OK, so it seems like the dealer made out like a bandit in this deal, but not so fast! The dealer shot himself in the foot and doesn't realize it yet. Remember when gas was $4.00 a gallon? Well in response to that dealerships were requesting more fuel efficient vehicles from the auto makers. The auto companies did respond, but it took a while. It's very hard for the auto industry to ramp up and slow down production of any particular model. It involves major machinery changes and a retraining of labor. By the time that the industry put more efficient vehicles on the market, the price of gas fell. The dealers were flooded with efficient models and low on less efficeint models. The auto makers were already re-tooling to produce the less efficient models again. Then the "cash for clunkers" hits. Dealerships sold a lot of cars and now need a more balanced inventory from the auto makers, but more than anything, they need cars to sell! The industry has to respond by trying to ramp up fuel efficient car production, but leaving the production of other models at the same high levels. They have to get cars on the lots or they will lose sales to lots that have better choices. The important thing here is that most of these cars being produced will not sell and I'll explain more in the next paragraph.

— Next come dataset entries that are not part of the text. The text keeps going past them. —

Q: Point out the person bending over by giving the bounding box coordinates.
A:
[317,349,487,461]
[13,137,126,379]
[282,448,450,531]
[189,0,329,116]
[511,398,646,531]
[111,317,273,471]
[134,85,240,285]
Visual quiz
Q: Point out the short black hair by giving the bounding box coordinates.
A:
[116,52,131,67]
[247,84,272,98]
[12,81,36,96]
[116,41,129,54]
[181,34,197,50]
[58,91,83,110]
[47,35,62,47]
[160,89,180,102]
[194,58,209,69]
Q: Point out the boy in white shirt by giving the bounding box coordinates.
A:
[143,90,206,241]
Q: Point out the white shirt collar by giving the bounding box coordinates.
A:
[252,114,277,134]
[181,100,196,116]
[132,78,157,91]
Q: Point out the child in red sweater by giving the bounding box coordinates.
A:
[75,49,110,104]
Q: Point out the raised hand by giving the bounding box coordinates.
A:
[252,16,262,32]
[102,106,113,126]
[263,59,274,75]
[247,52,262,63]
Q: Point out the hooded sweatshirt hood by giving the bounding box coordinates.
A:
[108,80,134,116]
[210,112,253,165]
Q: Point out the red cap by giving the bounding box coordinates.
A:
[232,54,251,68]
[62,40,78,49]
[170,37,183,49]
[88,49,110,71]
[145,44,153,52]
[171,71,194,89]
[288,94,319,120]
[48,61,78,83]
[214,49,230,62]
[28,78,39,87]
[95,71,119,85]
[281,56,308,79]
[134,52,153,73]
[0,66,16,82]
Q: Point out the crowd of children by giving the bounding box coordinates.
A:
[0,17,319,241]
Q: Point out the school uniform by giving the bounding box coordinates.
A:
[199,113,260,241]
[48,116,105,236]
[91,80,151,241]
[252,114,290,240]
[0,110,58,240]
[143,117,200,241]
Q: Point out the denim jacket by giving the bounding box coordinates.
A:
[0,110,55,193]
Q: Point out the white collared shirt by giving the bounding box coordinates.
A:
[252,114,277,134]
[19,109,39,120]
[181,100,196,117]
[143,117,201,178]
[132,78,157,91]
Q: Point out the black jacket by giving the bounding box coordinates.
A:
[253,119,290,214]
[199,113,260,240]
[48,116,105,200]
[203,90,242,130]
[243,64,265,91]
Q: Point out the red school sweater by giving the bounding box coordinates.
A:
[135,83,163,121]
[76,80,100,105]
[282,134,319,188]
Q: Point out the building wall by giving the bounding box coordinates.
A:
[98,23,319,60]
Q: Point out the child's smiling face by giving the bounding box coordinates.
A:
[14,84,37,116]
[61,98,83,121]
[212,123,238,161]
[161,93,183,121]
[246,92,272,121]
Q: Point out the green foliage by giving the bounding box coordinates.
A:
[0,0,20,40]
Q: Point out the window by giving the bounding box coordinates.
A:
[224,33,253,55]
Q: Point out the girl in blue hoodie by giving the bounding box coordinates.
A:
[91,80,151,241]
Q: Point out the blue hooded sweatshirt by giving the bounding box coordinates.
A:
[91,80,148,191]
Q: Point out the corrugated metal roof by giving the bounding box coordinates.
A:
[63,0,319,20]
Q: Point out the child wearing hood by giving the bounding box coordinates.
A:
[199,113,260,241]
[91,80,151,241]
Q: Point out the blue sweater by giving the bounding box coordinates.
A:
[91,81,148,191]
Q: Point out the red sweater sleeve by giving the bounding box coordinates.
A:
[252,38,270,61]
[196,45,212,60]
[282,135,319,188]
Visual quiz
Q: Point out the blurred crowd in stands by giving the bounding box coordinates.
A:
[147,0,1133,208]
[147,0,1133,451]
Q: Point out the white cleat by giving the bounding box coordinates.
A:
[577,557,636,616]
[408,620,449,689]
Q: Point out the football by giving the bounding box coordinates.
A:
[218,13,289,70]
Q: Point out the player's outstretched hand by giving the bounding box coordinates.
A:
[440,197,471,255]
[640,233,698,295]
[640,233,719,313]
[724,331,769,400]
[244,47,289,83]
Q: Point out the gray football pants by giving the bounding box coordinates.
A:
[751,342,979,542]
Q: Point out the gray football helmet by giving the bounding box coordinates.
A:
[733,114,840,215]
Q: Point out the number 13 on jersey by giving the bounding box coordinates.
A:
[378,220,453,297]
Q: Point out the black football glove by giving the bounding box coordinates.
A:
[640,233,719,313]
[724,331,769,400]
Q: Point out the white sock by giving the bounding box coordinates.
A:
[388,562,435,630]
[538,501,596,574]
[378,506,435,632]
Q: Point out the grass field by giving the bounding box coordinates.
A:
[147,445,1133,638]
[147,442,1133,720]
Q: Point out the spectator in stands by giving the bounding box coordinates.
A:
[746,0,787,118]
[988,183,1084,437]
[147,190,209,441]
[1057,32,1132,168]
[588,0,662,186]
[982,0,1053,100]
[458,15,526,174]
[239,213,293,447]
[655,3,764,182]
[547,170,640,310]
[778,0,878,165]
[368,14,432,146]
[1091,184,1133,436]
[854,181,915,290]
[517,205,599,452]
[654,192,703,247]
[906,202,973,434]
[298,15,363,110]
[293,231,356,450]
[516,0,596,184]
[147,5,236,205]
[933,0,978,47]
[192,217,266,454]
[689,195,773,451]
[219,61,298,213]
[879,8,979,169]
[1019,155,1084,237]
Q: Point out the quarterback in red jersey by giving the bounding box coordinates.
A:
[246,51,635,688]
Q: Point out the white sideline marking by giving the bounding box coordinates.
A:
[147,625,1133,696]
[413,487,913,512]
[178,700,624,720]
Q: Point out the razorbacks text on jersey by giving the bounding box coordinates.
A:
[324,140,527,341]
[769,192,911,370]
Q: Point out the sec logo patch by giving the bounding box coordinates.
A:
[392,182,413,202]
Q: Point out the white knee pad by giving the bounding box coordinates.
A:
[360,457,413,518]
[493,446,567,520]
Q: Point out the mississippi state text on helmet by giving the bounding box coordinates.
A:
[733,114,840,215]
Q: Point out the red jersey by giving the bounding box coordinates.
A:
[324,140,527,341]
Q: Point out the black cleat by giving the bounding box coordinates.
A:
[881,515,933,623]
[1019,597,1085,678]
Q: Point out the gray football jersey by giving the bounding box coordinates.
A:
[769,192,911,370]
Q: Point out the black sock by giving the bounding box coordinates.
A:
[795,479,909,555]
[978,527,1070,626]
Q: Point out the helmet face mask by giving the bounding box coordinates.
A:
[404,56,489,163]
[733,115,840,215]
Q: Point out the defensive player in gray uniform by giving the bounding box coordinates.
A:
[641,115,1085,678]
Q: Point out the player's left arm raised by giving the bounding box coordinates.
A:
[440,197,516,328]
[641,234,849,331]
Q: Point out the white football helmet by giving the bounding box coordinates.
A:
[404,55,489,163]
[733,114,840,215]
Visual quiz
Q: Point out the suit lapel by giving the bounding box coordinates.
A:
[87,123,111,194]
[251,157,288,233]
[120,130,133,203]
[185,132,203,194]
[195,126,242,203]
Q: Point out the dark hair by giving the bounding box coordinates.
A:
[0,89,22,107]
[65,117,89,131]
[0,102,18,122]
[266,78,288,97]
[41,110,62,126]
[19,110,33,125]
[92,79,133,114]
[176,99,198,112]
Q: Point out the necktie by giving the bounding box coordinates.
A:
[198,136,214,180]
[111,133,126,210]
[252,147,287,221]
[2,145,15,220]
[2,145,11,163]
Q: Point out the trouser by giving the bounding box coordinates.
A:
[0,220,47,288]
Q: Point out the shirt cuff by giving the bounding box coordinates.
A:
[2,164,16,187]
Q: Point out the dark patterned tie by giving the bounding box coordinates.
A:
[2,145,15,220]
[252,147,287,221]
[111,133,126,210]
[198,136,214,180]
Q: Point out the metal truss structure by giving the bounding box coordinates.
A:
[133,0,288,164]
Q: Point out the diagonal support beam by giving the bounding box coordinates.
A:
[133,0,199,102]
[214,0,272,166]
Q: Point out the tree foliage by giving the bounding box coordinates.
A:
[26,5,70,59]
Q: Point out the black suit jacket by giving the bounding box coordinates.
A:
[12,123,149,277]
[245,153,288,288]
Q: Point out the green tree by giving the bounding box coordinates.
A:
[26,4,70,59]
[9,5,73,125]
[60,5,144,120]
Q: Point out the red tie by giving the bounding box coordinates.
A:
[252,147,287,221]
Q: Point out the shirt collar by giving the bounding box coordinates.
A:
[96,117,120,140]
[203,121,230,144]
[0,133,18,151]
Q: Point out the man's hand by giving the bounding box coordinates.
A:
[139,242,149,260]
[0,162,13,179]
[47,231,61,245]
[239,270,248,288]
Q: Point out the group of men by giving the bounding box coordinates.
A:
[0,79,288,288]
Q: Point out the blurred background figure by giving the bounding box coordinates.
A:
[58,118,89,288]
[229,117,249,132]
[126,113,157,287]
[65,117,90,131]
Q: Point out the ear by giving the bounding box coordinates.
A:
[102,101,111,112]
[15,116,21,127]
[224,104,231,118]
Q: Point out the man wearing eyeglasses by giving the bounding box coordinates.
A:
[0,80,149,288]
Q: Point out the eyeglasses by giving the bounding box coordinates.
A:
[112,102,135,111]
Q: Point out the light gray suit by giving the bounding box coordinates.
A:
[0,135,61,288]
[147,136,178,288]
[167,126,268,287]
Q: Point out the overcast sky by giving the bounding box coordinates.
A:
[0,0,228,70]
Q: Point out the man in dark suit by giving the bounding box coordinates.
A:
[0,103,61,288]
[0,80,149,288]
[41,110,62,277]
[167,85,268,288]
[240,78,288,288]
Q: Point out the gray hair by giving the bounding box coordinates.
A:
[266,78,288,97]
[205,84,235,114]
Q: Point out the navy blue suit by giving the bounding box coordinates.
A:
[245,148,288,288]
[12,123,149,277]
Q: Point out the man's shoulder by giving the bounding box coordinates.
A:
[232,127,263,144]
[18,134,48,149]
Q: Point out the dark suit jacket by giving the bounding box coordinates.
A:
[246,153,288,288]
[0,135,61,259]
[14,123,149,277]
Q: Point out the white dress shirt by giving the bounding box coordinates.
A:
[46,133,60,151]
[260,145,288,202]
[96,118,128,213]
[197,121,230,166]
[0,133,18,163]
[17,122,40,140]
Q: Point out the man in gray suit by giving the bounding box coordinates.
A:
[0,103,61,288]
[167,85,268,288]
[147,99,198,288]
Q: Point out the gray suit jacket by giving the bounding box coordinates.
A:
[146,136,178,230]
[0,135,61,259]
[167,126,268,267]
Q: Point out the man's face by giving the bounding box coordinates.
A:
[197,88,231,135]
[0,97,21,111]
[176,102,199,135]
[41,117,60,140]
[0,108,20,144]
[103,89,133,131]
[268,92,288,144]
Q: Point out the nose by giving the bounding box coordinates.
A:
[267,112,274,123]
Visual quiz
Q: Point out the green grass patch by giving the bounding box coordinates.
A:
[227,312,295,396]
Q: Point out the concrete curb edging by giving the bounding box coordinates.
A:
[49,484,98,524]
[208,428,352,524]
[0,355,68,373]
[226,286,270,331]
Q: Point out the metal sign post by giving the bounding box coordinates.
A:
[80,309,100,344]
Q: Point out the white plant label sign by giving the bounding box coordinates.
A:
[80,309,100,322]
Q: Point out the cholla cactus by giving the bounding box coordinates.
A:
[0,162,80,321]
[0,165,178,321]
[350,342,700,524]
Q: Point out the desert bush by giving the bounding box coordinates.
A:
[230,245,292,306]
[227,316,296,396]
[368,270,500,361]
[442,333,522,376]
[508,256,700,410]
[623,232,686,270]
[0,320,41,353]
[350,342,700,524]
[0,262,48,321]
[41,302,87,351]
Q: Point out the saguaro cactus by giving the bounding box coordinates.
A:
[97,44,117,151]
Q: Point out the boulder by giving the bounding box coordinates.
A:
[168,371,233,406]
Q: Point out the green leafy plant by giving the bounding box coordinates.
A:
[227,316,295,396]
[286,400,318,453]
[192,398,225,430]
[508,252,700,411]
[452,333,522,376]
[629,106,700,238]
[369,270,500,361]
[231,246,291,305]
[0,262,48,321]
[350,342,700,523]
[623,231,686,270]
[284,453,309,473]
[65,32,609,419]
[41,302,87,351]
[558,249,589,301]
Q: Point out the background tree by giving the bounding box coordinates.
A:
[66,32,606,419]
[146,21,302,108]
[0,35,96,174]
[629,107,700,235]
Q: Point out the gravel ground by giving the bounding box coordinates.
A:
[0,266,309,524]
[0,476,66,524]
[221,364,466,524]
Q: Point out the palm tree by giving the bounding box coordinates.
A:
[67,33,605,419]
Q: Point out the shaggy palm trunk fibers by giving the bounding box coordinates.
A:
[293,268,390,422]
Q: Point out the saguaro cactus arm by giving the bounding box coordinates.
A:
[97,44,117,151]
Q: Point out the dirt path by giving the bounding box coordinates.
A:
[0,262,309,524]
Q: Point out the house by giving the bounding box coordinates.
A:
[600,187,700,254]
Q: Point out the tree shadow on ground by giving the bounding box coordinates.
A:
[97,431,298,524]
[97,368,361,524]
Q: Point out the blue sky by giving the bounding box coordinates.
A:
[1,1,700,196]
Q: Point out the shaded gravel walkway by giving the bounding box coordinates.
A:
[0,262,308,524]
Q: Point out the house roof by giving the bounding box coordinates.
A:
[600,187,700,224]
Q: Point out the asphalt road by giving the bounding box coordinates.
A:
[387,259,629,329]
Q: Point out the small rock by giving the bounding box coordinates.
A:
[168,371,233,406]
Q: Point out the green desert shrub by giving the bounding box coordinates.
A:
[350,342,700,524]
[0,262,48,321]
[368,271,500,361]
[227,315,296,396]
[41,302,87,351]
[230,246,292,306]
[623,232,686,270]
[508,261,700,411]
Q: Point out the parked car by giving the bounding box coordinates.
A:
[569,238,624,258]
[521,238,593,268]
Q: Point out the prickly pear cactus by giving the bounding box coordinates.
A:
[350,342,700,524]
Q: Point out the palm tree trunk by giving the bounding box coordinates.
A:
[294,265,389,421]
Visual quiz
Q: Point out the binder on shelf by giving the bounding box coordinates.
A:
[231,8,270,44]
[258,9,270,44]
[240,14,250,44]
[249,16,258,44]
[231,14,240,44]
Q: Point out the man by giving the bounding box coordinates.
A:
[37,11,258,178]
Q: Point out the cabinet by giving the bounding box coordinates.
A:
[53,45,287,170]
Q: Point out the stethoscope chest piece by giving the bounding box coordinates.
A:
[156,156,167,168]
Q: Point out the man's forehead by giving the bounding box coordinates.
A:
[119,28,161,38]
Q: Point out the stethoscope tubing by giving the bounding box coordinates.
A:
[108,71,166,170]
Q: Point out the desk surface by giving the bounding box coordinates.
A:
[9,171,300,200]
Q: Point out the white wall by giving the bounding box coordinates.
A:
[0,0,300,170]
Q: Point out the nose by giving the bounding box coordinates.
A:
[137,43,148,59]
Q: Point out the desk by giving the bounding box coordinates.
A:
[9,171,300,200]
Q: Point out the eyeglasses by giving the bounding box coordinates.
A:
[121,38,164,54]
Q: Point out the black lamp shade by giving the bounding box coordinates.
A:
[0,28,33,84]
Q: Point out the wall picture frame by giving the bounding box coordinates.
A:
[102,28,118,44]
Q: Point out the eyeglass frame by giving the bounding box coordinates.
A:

It's the economy stupid! People without jobs will not buy cars and the jobless rate continues to rise. A lot of the clunker buyers are going to default on their loans and those 3rd party lenders will be selling a lot of low mileage used cars to compete with the new cars from the auto industry at a time that the industry is ramping u production to replenish stock. If we have a spike in oil, it will only get worse, because the clunkers cars were at least more efficient than average and they will compete against a balanced offering from the industry in the long term, and a less efficient offering in the short term.
If you are thinking of buying any US auto maker, I would suggest a "wait and see" approach.